In general, Windows hacks should apply to both platforms. For example, you also should not be able to pop beyond a Windows drive letter root, but URL still lets you (at least on macOS):


(No, I don't know why it keeps those .. components around, either*).

image
(Live URL Viewer)


* in fact, your browser and any servers or other applications will likely condense file:///../.. in to file:///, further warping the understanding of which resource you're actually trying to point to. Let's hope this doesn't result in reading sensitive configuration files or destroyed user-data! :crossed_fingers::four_leaf_clover:

image
(Live URL Viewer)

2 Likes

Sorry, I should have been clearer. Precisely this - when given the fileURL, it will normalize the input into the URL form. However, all non-FSR return values should be URL-form, and conversion to FSR is should give you the path to pass to the system.

3 Likes

Can you use the UTF-8 code page with Swift for Windows? Can it be set in the Swift runtime with _setmbcp(_MB_CP_UTF8), and/or enforced with a GetACP() == CP_UTF8 precondition?

Foundation for Windows uses UTF-8 in APIs such as CFStringFileSystemEncoding() and NSURL.init(fileURLWithFileSystemRepresentation:isDirectory:relativeTo:).

An open-source System.FilePath might also be useful.

Yes and no. Your input can be UTF-8, but you cannot use UTF-8 for the file system. Everything must be UTF-16. Foundation silently takes care of the conversation for you.

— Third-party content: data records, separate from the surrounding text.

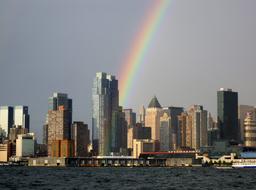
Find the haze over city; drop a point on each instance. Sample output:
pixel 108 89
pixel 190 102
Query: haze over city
pixel 58 46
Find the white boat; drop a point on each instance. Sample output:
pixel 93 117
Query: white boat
pixel 244 163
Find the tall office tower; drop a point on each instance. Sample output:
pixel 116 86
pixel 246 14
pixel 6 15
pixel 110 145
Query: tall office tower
pixel 21 116
pixel 130 117
pixel 6 120
pixel 198 127
pixel 174 112
pixel 118 132
pixel 250 130
pixel 167 137
pixel 142 114
pixel 213 131
pixel 104 102
pixel 58 126
pixel 137 132
pixel 228 115
pixel 15 131
pixel 152 118
pixel 25 145
pixel 182 126
pixel 80 134
pixel 242 114
pixel 61 99
pixel 45 134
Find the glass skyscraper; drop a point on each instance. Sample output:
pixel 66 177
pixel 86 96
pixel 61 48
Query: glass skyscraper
pixel 61 99
pixel 6 120
pixel 228 115
pixel 21 117
pixel 105 101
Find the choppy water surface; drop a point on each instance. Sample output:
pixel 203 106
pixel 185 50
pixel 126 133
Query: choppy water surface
pixel 126 178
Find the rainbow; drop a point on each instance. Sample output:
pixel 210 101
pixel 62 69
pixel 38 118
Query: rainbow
pixel 140 47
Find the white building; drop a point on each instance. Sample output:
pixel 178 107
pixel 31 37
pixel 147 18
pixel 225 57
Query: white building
pixel 25 145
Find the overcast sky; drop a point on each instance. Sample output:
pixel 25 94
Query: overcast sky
pixel 59 45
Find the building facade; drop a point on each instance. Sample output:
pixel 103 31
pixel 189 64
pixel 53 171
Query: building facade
pixel 6 120
pixel 118 132
pixel 152 118
pixel 228 115
pixel 25 145
pixel 167 137
pixel 130 117
pixel 58 126
pixel 21 116
pixel 242 114
pixel 250 130
pixel 174 112
pixel 81 136
pixel 198 127
pixel 105 100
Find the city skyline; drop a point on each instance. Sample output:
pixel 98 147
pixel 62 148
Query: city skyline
pixel 193 46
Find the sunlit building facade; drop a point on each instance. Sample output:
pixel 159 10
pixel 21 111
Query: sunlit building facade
pixel 105 98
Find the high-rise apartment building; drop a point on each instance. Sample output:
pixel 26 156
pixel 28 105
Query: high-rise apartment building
pixel 130 117
pixel 242 114
pixel 58 126
pixel 25 145
pixel 198 121
pixel 118 132
pixel 228 115
pixel 81 136
pixel 142 114
pixel 58 120
pixel 137 132
pixel 61 100
pixel 167 137
pixel 174 112
pixel 182 125
pixel 250 130
pixel 21 116
pixel 152 118
pixel 105 100
pixel 6 120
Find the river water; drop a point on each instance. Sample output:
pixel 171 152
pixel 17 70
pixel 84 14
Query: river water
pixel 126 178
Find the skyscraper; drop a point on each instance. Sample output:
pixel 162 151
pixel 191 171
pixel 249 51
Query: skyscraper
pixel 105 98
pixel 130 117
pixel 6 120
pixel 61 99
pixel 250 130
pixel 142 114
pixel 198 122
pixel 152 118
pixel 167 138
pixel 242 114
pixel 58 120
pixel 228 115
pixel 118 132
pixel 81 136
pixel 21 116
pixel 58 127
pixel 174 112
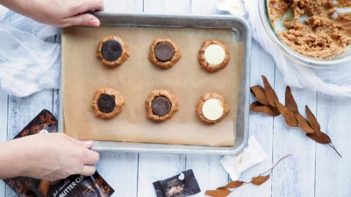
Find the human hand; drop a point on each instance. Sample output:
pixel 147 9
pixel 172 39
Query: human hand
pixel 56 156
pixel 61 13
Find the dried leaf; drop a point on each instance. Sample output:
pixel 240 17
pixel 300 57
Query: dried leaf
pixel 312 119
pixel 290 102
pixel 218 192
pixel 289 116
pixel 258 107
pixel 258 92
pixel 303 124
pixel 233 184
pixel 320 137
pixel 269 92
pixel 259 180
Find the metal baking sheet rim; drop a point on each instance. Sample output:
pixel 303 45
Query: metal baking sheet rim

Foundation will do what it needs to do internally to make its API work, including converting paths to other encodings, but you should never have to.

As @compnerd noted: you can pass a string you receive from the user to URL(fileURLWithPath:) to turn it into a URL, and on Windows that can be a string that is a valid Windows path when typed. If you need to pass it to Win32/WinRT API, you can use .fileSystemRepresentation, which on Windows is defined to be the UCS-2 encoding expected by the SomethingSomethingW family of functions.

Swift System has abstractions for concepts shared by OSes, but for the more abstract concept of 'this is a location on disk where a file or folder can be read or written' in the core libraries, the currency type Foundation-and-higher levels use is effectively Foundation.URL when the scheme is file, just like on Darwin.

Public APIs taking/returning a fileSystemRepresentation: UnsafePointer<Int8> all seem to be using UTF-8 on Windows. Users of these APIs would need to convert to/from the ANSI code page, unless the UTF-8 code page will be a requirement.

There are also some internal APIs, taking/returning a wideFileSystemRepresentation: UnsafePointer<UInt16>, are these experimental?

Yes, this was the key piece of information that made sense out of everything for me. I hadn’t realized the initializer accepted either separator, and thought I needed to manually normalize them to whichever it expected. But everything appears to be working as intended, the design is sound, and nothing seems to be missing.

Just for final clarification about the platform differences, both of these are supposed to hold, right?:

// On Windows:
let url = URL(fileURLWithPath: #"C:\some\path"#)
assert(url.lastPathComponent == "path") // Were treated as separators.
// On UNIX:
let url = URL(fileURLWithPath: #"/some/path/with/a/\/in/it"#)
assert(url.pathComponents.reversed()[2] == #"\"#) // Wasn’t a separator.

I think that is supposed to be correct. If it doesn't hold, please file a bug.